Un poco, lo normal, parecido a cuando estaba en la Academia y le veíamos menos. Y también ahora nos reímos recordando sus salidas, sus chistes.
¿Habla con él?
Sí. Y le pido que nos eche una mano a todos, especialmente a sus hermanos. Todos los hijos tienen que atravesar edades difíciles… Y como estoy segura de que Diego está en el Cielo, le pido que nos ayude. Hay una cosa del himno que se canta en los funerales de la Guardia Civil que no me gusta: lo del “compañero perdido”. A Diego no lo hemos perdido. Yo me dirijo a él para que cuide a sus hermanos, y también para que ayude a sus compañeros a localizar a los que pusieron la bomba.
¿No se ha rebelado en algún momento contra Dios?
Yo siempre le había pedido a Dios que llevase a todos mis hijos al Cielo, aunque fuera a empujones. Se lo pedía de modo especial en algunas temporadas más difíciles. Cuando mataron a Diego, casi me enfrenté un poco con Dios: “Te lo has tomado literalmente”, le decía. Pero entiendo que Dios ha actuado así porque consideraba que era un buen momento para Diego. Entiendo el “para qué” –para que esté en el Cielo–, pero me cuesta entender el porqué.
¿Mantienen relación con la familia de Carlos Sáenz de Tejada, el otro guardia asesinado?
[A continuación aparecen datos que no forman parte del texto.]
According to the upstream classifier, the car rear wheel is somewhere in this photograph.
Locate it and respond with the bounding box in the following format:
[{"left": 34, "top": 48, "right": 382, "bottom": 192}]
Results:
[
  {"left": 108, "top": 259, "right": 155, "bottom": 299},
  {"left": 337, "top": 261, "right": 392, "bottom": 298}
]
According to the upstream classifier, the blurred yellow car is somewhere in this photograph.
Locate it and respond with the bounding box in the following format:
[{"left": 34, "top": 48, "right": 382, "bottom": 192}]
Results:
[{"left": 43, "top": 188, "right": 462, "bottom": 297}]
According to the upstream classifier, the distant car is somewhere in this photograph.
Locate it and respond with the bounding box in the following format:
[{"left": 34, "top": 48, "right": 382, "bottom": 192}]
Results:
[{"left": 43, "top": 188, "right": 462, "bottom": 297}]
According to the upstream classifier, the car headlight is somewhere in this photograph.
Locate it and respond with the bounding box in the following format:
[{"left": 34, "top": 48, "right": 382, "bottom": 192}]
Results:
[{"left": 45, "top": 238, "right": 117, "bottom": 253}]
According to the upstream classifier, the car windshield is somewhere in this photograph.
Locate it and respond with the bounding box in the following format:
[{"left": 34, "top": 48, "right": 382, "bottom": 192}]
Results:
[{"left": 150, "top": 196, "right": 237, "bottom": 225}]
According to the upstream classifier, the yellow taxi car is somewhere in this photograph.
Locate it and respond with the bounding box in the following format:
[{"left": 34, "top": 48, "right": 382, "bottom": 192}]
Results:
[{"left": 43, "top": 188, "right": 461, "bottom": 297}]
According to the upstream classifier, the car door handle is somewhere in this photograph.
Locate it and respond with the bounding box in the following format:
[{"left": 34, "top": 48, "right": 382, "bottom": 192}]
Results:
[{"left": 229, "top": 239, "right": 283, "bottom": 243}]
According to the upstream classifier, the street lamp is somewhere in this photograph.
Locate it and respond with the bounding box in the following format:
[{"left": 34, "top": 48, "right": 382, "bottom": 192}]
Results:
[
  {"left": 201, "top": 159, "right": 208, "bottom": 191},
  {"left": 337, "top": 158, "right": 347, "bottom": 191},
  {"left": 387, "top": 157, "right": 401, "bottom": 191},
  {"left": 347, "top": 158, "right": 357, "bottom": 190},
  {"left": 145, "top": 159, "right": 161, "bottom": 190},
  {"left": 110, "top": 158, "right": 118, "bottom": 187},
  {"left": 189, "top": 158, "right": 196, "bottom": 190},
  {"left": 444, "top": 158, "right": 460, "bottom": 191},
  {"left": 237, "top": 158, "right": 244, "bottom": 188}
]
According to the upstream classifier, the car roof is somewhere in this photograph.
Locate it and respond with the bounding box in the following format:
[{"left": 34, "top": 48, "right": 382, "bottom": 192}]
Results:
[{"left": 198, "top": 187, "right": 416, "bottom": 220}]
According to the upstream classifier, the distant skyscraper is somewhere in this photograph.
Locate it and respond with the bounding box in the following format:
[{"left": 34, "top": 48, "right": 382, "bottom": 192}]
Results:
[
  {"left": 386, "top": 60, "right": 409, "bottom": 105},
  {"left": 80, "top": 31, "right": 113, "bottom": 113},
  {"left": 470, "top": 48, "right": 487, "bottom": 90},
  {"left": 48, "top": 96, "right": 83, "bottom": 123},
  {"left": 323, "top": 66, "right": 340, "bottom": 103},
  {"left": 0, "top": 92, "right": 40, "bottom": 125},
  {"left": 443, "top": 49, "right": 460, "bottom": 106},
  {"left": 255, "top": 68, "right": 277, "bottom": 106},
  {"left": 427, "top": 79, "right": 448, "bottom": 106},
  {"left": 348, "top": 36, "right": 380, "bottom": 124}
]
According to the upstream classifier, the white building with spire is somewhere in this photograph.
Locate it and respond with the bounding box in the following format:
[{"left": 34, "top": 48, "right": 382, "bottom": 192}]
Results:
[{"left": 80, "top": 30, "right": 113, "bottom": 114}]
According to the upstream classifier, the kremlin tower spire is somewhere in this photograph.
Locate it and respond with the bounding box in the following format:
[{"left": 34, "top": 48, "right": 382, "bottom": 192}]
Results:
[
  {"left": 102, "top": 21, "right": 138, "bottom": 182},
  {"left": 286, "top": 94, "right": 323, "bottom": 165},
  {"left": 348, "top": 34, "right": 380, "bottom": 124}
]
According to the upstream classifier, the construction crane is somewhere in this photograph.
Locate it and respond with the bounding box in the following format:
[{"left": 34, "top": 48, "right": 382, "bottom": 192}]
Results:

Sí. Diego y Carlos eran compañeros aquí y lo siguen siendo en el Cielo. Me gustaría que las dos familias mantuviésemos también la amistad. Les hemos invitado a la boda de nuestro hijo Álvaro, que se casa el próximo 1 de mayo.
¿Han recibido muchas cartas y llamadas?
Muchísimas. Tenemos 1.100 telegramas y cientos y cientos de cartas. Por no hablar de las llamadas de teléfono. A mí me han llamado todos y cada uno de los compañeros de la carrera, y hace ya treinta años que terminamos. De algunos no había sabido nada desde entonces. Nos han llamado alcaldes y obispos, y mucha gente anónima. Y muchos padres que han pasado por lo mismo. Nos llamaron Mikel y Josu, los hermanos de Eduardo Puelles, asesinado en junio. Qué majos son, qué fuerza tienen. El obispo de Palma nos mandó una carta manuscrita, muy cariñosa. Los amigos nos han ayudado muchísimo. Una de mis amigas me estuvo haciendo la comida durante todo el mes de agosto.
¿Recuerda alguna llamada o alguna carta especial?
Sí, recuerdo dos cartas muy especiales. Nos las enviaron dos presos desde la cárcel. Nos decían que lo ocurrido les parecía una barbaridad, que estaban de nuestro lado, que nos apoyaban, que sentían nuestro dolor.